Adam Shatz has a first-rate review essay—as one would expect from him—in the latest issue of the London Review of Books, on two books on Anders Behring Breivik: A Norwegian Tragedy: Anders Behring Breivik and the Massacre on Utøya, by Aage Borchgrevink—a well-known Norwegian writer and literary critic; his book was first published in Norwegian in 2012—, and Anders Breivik and the Rise of Islamophobia, by Oslo-based social anthropologist Sindre Bangstad.
Borchgrevink’s book, which Adam says is “superb,” recounts the troubled parcours of Anders Breivik and the massacre he committed on July 22, 2011 (which I had a post on at the time, ironically speculating on the possible Tea Party GOP reaction to the bloodbath). Breivik, as it happens, had friends in Oslo’s Muslim immigrant community—the largest component of which is Pakistani—as an adolescent but gradually developed a virulent hatred of them, which Borchgrevink examines in detail. Before his trial Breivik was described as a paranoid schizophrenic but he rejected the notion and psychiatric examinations found no sign of it. He did hail from a dysfunctional family, however, and steeped himself in, as Adam puts it, the “virtual netherworld of ‘Eurabia’ literature,” which, intellectually speaking, set him on his murderous path.

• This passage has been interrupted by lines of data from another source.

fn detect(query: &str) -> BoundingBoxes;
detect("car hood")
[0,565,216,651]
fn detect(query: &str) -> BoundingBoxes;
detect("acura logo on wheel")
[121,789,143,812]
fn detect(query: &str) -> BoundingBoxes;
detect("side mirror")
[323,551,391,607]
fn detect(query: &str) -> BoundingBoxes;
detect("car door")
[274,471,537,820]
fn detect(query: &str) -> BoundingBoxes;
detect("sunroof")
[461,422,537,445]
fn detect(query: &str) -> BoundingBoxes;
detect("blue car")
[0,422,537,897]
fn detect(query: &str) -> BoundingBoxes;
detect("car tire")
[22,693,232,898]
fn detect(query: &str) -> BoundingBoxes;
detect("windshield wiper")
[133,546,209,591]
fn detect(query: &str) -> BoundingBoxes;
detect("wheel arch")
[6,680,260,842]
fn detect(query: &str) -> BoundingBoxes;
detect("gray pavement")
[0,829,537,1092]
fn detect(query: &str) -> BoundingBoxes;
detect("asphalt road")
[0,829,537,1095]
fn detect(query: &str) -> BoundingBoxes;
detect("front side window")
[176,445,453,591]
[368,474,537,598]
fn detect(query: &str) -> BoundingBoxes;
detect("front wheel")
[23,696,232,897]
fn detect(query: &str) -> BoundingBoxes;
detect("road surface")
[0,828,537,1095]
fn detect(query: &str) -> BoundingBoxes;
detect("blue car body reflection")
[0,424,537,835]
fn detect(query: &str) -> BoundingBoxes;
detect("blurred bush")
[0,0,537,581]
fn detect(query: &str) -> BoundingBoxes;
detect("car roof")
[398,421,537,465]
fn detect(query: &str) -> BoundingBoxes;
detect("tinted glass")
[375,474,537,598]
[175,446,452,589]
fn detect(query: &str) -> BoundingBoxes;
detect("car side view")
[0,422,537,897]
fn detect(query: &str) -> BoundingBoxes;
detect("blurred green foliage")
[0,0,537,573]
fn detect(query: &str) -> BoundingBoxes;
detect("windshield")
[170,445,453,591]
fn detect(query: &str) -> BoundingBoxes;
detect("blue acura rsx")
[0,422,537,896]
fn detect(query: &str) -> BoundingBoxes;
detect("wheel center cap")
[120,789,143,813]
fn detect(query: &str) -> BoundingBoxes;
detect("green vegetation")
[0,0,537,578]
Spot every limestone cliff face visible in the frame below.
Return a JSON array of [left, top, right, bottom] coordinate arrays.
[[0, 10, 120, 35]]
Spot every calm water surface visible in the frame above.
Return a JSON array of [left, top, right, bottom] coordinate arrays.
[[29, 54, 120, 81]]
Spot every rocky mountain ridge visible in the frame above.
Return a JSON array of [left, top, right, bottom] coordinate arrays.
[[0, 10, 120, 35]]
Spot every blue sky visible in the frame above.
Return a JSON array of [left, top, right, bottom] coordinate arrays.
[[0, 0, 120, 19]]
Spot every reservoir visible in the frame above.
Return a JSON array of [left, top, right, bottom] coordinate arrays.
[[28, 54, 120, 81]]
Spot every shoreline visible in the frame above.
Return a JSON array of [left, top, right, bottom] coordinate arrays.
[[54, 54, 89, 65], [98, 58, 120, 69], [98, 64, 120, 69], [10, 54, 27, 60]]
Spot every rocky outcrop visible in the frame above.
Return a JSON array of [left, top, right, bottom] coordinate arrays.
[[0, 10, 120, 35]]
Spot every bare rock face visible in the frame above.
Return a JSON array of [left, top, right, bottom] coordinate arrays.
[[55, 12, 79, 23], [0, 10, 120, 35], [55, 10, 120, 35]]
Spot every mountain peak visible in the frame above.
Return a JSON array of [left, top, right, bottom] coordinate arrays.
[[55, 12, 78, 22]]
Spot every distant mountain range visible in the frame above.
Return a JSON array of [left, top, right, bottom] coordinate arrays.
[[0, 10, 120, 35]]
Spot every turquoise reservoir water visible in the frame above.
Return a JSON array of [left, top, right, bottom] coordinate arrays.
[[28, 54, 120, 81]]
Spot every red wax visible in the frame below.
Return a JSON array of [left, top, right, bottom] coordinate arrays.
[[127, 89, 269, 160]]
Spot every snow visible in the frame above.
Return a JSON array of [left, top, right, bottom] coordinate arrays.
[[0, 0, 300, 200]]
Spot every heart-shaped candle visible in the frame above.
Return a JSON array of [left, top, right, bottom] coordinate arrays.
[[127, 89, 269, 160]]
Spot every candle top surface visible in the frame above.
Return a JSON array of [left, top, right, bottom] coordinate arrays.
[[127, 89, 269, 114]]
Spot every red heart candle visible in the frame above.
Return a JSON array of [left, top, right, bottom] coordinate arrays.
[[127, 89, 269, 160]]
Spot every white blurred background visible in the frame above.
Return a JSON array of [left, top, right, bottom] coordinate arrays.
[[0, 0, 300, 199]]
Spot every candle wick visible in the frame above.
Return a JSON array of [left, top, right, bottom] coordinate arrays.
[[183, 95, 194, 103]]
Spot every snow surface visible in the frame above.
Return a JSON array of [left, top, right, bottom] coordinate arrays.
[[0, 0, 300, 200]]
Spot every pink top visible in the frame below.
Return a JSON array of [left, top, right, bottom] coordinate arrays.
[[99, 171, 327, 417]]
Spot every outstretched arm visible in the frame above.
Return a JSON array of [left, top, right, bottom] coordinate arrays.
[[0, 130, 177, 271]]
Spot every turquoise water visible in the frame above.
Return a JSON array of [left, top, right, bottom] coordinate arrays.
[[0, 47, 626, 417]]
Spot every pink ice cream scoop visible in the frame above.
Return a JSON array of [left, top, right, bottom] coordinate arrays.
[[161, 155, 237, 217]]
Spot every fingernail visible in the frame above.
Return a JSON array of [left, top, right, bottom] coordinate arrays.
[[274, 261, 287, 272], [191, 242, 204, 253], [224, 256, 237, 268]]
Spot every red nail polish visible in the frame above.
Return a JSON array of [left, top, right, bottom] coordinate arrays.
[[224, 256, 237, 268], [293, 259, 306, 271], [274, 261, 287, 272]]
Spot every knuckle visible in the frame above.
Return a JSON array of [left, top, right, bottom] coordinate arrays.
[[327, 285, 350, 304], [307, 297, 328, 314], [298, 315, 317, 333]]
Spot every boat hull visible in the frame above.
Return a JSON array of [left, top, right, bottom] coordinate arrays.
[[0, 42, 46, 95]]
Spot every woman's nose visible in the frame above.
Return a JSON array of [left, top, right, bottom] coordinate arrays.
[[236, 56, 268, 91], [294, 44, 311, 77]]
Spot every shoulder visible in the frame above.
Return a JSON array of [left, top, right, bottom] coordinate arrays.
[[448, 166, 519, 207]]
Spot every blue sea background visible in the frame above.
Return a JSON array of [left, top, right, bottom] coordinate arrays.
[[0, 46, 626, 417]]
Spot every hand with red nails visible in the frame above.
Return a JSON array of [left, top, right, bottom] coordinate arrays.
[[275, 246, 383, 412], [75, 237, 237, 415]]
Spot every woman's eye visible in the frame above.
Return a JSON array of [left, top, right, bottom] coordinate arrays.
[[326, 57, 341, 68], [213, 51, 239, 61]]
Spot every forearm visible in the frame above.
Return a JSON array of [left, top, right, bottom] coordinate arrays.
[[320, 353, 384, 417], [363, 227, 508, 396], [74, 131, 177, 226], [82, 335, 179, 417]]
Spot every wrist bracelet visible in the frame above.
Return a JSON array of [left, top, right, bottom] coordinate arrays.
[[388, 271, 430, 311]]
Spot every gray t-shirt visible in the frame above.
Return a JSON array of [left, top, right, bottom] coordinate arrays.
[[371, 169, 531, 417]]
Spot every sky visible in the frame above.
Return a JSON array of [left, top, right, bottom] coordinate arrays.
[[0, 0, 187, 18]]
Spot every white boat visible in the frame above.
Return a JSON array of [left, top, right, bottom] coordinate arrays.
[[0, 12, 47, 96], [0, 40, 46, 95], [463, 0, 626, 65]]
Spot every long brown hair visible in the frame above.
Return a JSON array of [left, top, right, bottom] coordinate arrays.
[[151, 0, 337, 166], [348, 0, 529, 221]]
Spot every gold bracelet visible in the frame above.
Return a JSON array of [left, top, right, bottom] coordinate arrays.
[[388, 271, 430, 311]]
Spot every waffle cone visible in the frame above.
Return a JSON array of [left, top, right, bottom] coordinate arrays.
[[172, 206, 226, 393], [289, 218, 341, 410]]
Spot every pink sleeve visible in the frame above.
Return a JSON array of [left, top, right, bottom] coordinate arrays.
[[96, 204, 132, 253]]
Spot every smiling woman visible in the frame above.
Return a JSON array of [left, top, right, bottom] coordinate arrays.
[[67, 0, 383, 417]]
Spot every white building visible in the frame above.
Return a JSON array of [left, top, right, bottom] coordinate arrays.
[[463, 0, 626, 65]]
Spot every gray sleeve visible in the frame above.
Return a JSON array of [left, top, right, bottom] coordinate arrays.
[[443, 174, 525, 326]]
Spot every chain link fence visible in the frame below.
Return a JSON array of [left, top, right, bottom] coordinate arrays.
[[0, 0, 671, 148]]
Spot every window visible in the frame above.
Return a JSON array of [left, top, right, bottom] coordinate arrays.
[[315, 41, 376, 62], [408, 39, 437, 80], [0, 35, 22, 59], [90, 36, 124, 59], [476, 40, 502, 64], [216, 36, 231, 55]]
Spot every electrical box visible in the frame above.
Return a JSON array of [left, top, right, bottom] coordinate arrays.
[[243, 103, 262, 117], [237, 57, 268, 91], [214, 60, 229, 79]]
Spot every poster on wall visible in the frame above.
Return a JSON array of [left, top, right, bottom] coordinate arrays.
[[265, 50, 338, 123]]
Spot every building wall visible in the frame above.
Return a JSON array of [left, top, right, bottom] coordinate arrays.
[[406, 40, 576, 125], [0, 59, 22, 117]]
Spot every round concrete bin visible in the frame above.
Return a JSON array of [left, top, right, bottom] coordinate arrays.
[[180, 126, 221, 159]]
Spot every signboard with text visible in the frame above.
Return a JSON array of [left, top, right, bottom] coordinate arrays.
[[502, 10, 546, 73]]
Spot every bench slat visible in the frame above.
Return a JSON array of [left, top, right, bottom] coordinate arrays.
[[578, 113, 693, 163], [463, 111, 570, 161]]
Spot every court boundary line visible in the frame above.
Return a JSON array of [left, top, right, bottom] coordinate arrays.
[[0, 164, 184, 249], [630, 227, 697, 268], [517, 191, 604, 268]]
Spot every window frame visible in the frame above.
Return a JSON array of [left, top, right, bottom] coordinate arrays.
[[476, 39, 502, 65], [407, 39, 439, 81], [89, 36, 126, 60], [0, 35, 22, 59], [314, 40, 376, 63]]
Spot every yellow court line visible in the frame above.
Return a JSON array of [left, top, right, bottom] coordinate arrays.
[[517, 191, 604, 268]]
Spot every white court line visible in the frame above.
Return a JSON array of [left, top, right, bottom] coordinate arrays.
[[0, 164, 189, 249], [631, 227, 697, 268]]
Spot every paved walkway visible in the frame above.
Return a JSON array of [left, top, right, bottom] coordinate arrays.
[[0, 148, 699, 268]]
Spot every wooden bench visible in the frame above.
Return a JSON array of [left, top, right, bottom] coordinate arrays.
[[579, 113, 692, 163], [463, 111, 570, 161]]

I’ve looked at the “Eurabia” literature, which posits that Muslims/Arabs are taking over Europe—demographically and as part of a plot hatched by France and the EU—and that Islam will, at some point in the course of this century, become the majority religion on the continent and impose “dhimmi” status on non-Muslims. It’s conspiratorial junk. Preposterous trash. Bon pour la poubelle. The author most associated with this wacky idea is the British/Egyptian Jew Gisèle Littman (better known by her nom de plume Bat Ye’or), to which one may add the nutters and cranks Pamela Geller, Robert Spencer, right-wing Danish intellectual Lars Hedegaard, gay American Oslo denizen Bruce Bawer, and Canadian polemicist Mark Steyn, entre autres. None of these illuminés, it may be said, possess the credentials—scholarly or otherwise—to be writing articles and books on the subject. But write on it they do, and their screeds have an audience in Norway, as Sindre Bangstad details in his book on Breivik and Islamophobia. Now I happen not to like the “Islamophobia” neologism, which lacks a precise definition and tends to conflate criticism of Islam as a religion—which, in a liberal, secular democracy, is an entirely legitimate exercise of free speech—, denunciation of radical Islamism—also entirely legitimate (and which large numbers of Muslims engage in themselves)—, and the stigmatizing of Muslims as individuals, whether or not they practice the religion—which is bigotry pure and simple. But whatever label one wants to attach to it, fear and loathing of Islam and Muslims pervades a portion of the Norwegian public, as it does elsewhere in Europe and North America. So while Anders Breivik was an outlier in his act of terrorism, he was not one in his beliefs.
One is reminded in reading Adam’s essay that Breivik received the maximum sentence in Norway for his crime—of murdering 77 people—, which is 21 years imprisonment. Now this sentence can be extended indefinitely—and presumably it will be—but still, it’s crazy that in Norway cold-blooded murderers—not to mention mass murdering terrorists—can theoretically be released from prison while in the prime of their adult lives.